Nokia kündigt Comeback im Smartphone-Geschäft an

Nokia kündigt Comeback im Smartphone-Geschäft an

Wo Nokia drauf steht, soll im kommenden Jahr auch wieder das Knowhow des finnischen Telekomkonzerns Nokia drin sein.

Noch im Frühjahr wurde es dementiert: Nokia erklärte, kein Interesse am Comeback als Handyhersteller zu planen. Ein halbes Jahr später scheint es nun fix. Der einstige Weltmarktführer will wieder Smartphones unter seiner eigenen Marke bauen.

Nun ist es fix: Nokia wird ein Comeback als Handyhersteller feiern. Wann ist noch nicht fix. Im Gegensatz zu den Zeiten, als Nokia noch eigene Handyfabriken gebaut hatte, wird die Produktion hingegen verschlankt. Soll heißen: Nokia lässt bauen. Auftragsfertiger in China sollen auf Anweisung von Nokia künftig Smartphones bauen, die das Logo von Nokia tragen. Die Vermarktung sowie das Kundenservice sollen künftig auch von Partner erledigt werden.

Frühestens im vierten Quartal 2016 darf Nokia wieder Smartphones unter der eigenen Marke bauen. Durch den Verkauf der Handysparte an Microsoft im Frühjahr 2014 steht Nokia noch in der Pflicht. Und darf bis dahin keine Handys unter eigener Marke bauen. Der einstige Weltmarktführer aus Finnland hatte im Vorjahr an Microsoft seine Handysparte verkauft. Microsoft zahlte knapp 9,5 Mrd. Dollar (8,6 Mrd. Euro). Gleich nach der vollzogenen Übernahme hatte Microsoft die Marke „Nokia“ von den Smartphones entfernt.

Finnlands große Zeit als Handy-Nation ist vorbei

Der ehemalige Chef der Mobiltelefon-Sparte von Nokia, Anssi Vanjoki glaubt, dass Finnlands große Zeit als Handy-Nation vorbei ist. In einem Interview in der Tageszeitung "Aamulehti" vom Wochenende sagte Vanjoki, der Weltmarkt für Handys und Smartphones sei gesättigt. Er glaube daher nicht, dass Finnland in Produktion oder Entwicklung jemals wieder eine nennenswerte Rolle spielen wird.

Nokia und Finnlands gesamte Elektronikindustrie sollten sich, anstatt von einer Rückkehr des Handy-Booms zu träumen, seiner Meinung nach auf die Entwicklung von Sprechelektronik und dazugehöriger Software und Plattformen konzentrieren.
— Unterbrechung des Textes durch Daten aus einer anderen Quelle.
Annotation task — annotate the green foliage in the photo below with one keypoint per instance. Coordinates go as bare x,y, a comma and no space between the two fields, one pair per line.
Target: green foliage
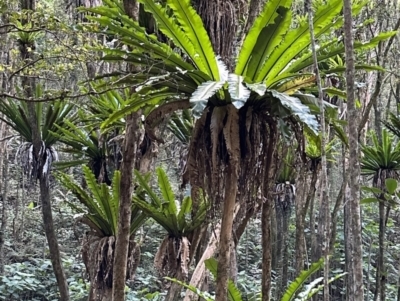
299,282
81,142
263,74
100,203
291,294
383,154
233,291
390,194
34,280
177,218
50,117
182,126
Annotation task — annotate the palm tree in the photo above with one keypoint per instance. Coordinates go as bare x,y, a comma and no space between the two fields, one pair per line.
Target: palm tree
241,114
381,160
99,210
84,140
284,199
179,219
37,162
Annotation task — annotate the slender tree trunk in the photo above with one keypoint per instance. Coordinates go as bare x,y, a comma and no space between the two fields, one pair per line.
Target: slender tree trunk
324,214
226,231
301,206
28,84
199,272
3,191
270,171
355,292
129,151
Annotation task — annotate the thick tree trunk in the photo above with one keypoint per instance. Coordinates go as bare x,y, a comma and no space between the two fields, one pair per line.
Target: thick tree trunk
355,291
3,191
226,231
199,272
129,151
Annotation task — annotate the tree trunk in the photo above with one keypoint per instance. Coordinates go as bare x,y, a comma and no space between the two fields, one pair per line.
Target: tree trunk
199,272
226,231
28,84
269,176
3,191
355,291
129,151
124,218
301,207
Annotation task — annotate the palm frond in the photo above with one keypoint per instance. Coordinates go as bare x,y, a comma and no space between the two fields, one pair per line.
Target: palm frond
100,203
380,155
177,218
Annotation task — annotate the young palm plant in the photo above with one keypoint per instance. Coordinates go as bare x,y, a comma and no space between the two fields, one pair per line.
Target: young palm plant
99,210
51,117
235,137
179,219
381,160
35,122
86,143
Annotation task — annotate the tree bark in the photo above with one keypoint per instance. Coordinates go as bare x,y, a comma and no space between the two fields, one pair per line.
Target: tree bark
3,191
129,151
199,272
124,218
269,176
301,206
226,231
355,291
28,85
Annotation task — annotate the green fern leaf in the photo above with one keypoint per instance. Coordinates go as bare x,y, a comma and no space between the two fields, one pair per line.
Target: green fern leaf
193,27
298,283
267,16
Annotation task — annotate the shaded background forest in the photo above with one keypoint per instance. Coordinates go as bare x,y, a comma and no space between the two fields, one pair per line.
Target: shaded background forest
58,50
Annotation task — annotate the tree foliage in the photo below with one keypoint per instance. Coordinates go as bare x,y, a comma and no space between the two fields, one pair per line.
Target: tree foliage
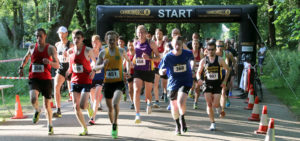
20,18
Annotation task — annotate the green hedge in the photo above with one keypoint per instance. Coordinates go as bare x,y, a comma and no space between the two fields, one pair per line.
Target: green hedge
289,62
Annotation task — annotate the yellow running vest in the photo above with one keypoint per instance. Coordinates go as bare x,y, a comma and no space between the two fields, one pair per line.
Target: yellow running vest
113,70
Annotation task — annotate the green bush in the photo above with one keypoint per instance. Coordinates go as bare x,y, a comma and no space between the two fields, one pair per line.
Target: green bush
289,63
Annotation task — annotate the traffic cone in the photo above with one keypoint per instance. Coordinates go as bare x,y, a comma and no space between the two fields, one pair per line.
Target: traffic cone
230,94
251,101
52,105
271,131
70,97
247,100
255,111
249,93
263,125
18,109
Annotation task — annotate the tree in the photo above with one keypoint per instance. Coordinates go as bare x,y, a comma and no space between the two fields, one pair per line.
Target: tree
65,11
272,38
18,24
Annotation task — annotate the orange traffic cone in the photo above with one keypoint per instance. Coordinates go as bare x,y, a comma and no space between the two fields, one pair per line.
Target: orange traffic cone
255,111
52,105
249,93
18,109
251,101
271,131
70,97
263,125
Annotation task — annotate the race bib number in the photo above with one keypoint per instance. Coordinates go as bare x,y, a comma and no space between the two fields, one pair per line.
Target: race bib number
180,68
77,68
61,58
37,68
99,71
112,74
212,76
140,62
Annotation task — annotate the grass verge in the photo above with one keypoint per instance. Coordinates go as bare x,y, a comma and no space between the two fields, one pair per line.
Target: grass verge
284,94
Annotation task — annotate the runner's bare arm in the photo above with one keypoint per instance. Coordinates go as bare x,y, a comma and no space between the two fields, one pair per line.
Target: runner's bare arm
225,66
200,69
100,64
232,59
91,54
52,52
185,47
155,51
25,59
128,61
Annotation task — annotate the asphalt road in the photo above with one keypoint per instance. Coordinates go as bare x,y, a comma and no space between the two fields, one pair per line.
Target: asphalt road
159,125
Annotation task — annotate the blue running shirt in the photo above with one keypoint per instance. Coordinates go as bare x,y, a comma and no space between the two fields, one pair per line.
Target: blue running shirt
178,69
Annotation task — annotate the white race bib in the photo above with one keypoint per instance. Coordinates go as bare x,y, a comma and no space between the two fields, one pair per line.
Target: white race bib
37,68
180,68
212,76
77,68
112,74
140,62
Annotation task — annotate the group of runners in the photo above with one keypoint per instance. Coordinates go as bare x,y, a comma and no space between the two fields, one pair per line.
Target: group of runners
181,67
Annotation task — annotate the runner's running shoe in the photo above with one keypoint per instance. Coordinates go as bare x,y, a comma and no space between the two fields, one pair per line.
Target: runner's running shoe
36,117
84,133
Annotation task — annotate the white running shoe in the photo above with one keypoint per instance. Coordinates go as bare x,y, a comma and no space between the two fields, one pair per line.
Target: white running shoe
149,109
137,119
212,127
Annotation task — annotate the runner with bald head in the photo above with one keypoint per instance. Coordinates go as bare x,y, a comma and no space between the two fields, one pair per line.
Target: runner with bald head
43,56
111,60
62,46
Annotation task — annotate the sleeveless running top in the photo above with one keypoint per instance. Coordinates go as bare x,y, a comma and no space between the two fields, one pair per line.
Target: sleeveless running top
37,68
60,52
113,70
80,68
212,72
131,58
197,59
140,63
161,50
99,74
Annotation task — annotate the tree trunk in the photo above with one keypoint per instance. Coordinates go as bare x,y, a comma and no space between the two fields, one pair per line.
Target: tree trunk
178,25
100,2
272,37
89,30
51,11
65,10
21,25
15,27
9,32
36,12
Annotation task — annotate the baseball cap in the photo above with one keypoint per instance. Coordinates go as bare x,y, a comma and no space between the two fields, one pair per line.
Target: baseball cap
62,29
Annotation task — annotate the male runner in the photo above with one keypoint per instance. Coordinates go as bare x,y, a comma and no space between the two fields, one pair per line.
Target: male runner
62,46
111,59
177,65
143,69
212,81
43,56
82,76
96,90
161,48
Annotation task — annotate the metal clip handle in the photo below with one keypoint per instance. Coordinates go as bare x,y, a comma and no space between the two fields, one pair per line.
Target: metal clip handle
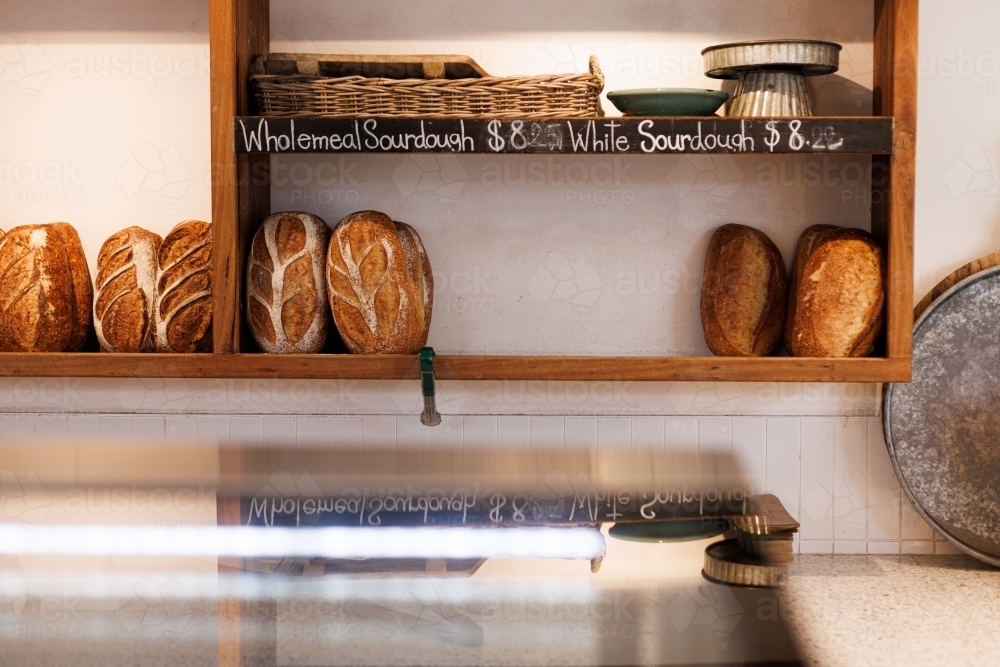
430,416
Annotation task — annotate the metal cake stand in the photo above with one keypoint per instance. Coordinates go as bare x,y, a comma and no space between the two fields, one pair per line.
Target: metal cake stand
772,74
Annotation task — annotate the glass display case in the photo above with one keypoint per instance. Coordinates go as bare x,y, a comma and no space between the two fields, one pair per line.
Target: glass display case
178,555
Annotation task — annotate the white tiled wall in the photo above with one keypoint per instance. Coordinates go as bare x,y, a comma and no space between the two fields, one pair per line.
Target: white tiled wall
832,474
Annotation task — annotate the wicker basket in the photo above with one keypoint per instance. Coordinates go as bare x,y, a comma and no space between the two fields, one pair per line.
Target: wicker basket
561,95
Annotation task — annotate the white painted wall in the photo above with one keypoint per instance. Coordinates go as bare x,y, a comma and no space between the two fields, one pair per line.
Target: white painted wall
105,124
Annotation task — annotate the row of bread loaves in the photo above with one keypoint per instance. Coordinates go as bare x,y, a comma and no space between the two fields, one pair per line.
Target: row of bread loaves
832,304
370,273
151,295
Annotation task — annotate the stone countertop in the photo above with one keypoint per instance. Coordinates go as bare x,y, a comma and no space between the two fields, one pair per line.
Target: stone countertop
895,610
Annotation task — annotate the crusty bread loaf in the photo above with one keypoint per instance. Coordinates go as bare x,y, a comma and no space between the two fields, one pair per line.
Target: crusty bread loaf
803,249
286,288
45,291
126,291
182,311
743,293
420,272
379,285
839,294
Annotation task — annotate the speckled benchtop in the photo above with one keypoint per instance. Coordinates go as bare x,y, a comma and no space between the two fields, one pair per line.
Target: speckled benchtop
895,610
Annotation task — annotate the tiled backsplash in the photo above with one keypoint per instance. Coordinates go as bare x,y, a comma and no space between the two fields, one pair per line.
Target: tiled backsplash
832,474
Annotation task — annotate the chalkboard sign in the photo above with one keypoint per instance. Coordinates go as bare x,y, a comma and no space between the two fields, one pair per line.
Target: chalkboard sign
474,506
580,136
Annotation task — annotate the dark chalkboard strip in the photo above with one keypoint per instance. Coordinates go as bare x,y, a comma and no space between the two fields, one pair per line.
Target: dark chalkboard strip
714,135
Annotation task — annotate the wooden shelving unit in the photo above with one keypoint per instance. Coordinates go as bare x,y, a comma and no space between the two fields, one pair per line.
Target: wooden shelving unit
240,31
241,200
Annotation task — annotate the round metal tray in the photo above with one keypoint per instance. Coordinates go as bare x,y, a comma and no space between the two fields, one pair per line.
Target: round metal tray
942,430
808,57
Das Geschäft für Microsoft nicht wirklich anspringen. Microsoft ist weit entfernt von den Prognosen. Erst vorige Woche hatte der US-Konzern bekennen müssen, dass die Handysparte weiterhin schlechte Ergebnisse liefert. Microsoft hat angekündigt die Handysparte mit 7,6 Mrd. Dollar komplett abzuschreiben und einen Schlussstrich unter ein teures Abenteuer zu ziehen. Zusätzlich werden noch bis zu 800 Millionen Dollar für die Restrukturierung der Sparte fällig. Und gleichzeitig werden 7800 Mitarbeiter der schwächelnden Handysparte gefeuert. Mitte Juni wurde bereits der Ex-Nokia-CEO Stephen Elop, der vor seinem Eintritt bei Nokia bereits bei Microsoft beschäftigt war, gefeuert.

Microsoft will ab Ende Juli neue Premium-Smartphones mit dem neuen Betriebssystem Windows 10 auf den Markt bringen.

Erst im November 2014 hat Nokia aufhorchen lassen mit einem neuen Tablet-Rechner Nokia N1, das bisher in einigen ausgewählten Ländern erhältlich ist. Wie FORMAT im November 2014 berichtet hat, hatte Nokia bereits spekuliert, nach dem Verkauf der Handysparte an Microsoft unter Einhaltung einer Sperrfrist wieder selbst Handys herzustellen. Die Finnen hatten dies bis zuletzt zwar hartnäckig dementiert. Aber mit dem Tablet hat Nokia bereits auch schon die Richtung vorgegeben, welches Betriebssystem von den Finnen favorisert wird. Das N1 ist mit dem Betriebssystem Android ausgestattet. Auch die neuen Smartphones unter der Nokia-Marke sollen künftig mit Android statt wie zuletzt mit Windows ausgestattet werden.